Kemarin, saya memang tak langsung menyampaikan pada beliau soal apa yang jadi pertimbangan saya. Kebiasaan saya memang, kalo denger sesuatu yang bikin shock terutama soal masa depan, pasti saya akan speechless dulu, kayak orang bengong dulu, seolah-olah bisa menerima dulu, padahal dalam hati bercampur aduk rasanya dan pengen langsung teriak, “Noooo!!!!!”.

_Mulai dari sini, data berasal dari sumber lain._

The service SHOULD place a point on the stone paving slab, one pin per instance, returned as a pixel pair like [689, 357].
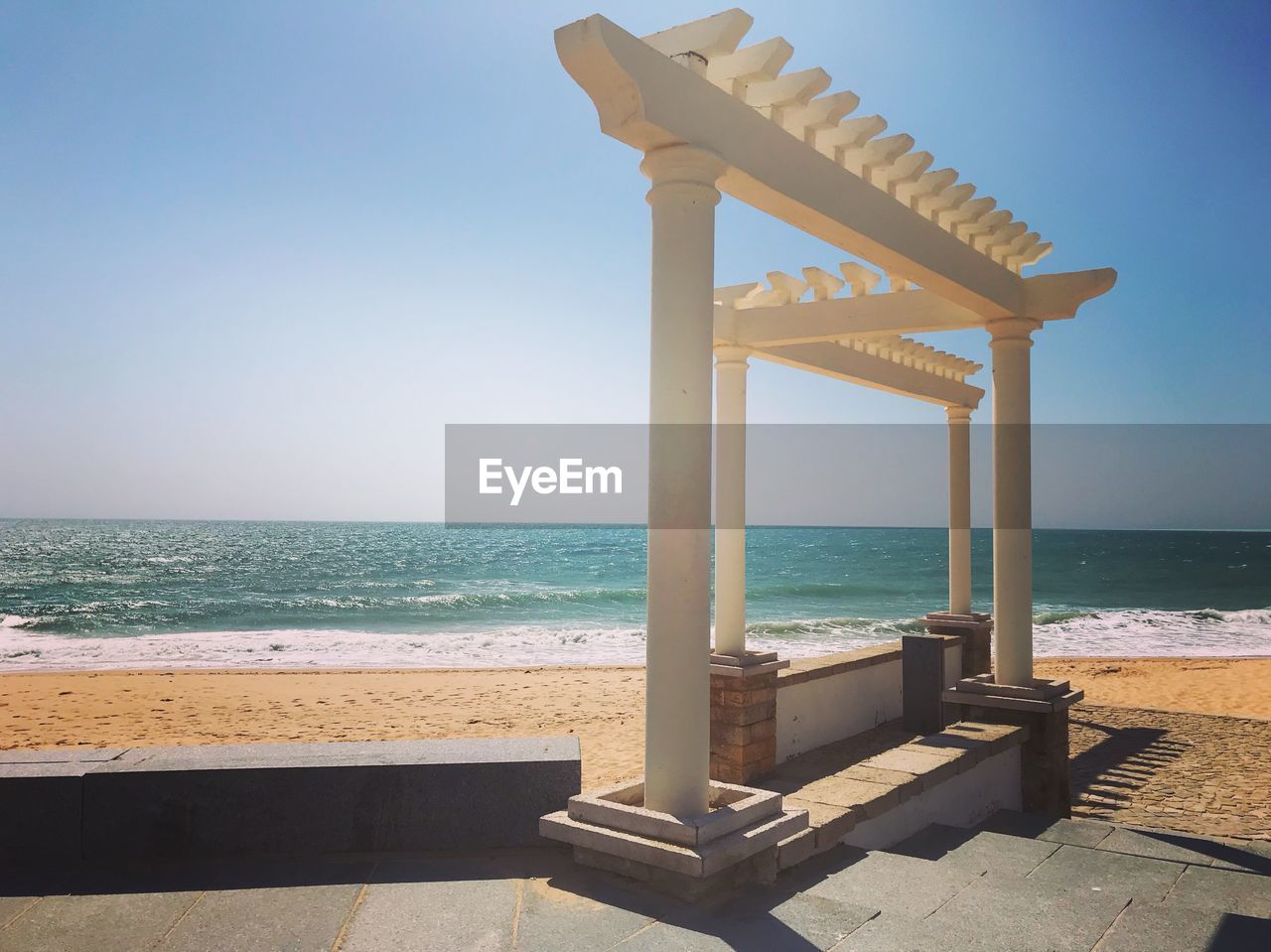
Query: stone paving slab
[299, 918]
[1163, 928]
[104, 923]
[943, 889]
[979, 849]
[552, 919]
[1076, 833]
[1024, 914]
[1145, 880]
[891, 884]
[13, 906]
[797, 923]
[1176, 849]
[416, 910]
[1220, 888]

Biasanya, hal yang bikin shock itu akan terus terbawa-bawa dalam pikiran saya *yaiyalah, persoalannya gak langsung diselesaikan soalnya!*, sampe akhirnya saya bisa obrolin soal itu sama suami *bersyukur banget yah, di dunia saya yang penuh kelabilan ini, Tuhan ngaruniakan dia hikmat yang bikin dia cenderung selalu stabil pemikirannya* dan seperti biasa dia bisa ngasih solusi *dalam hal ini solusinya adalah berupa apa yang harus saya lakukan dan jika ada yang perlu disampaikan, maka point-point apa yang harus saya utarakan…duh, pak suami…dirimu memang amat sangat sistematis!*. Saya kemudian akan semakin bertambah yakin dan tenang, setelah saya berdoa. Bagian ini yang hampir tak dapat terungkapkan dengan kata-kata betapa bersyukurnya saya punya Allah yang hidup yang selalu bisa ngasih kekuatan dan solusi….iya dong, saya selalu yakin kalo yang ngasih saya solusi itu aslinya bukan pak suami, tapi Tuhan sendiri, tapi lewat pak suami *mulai belepotan bahasanya*.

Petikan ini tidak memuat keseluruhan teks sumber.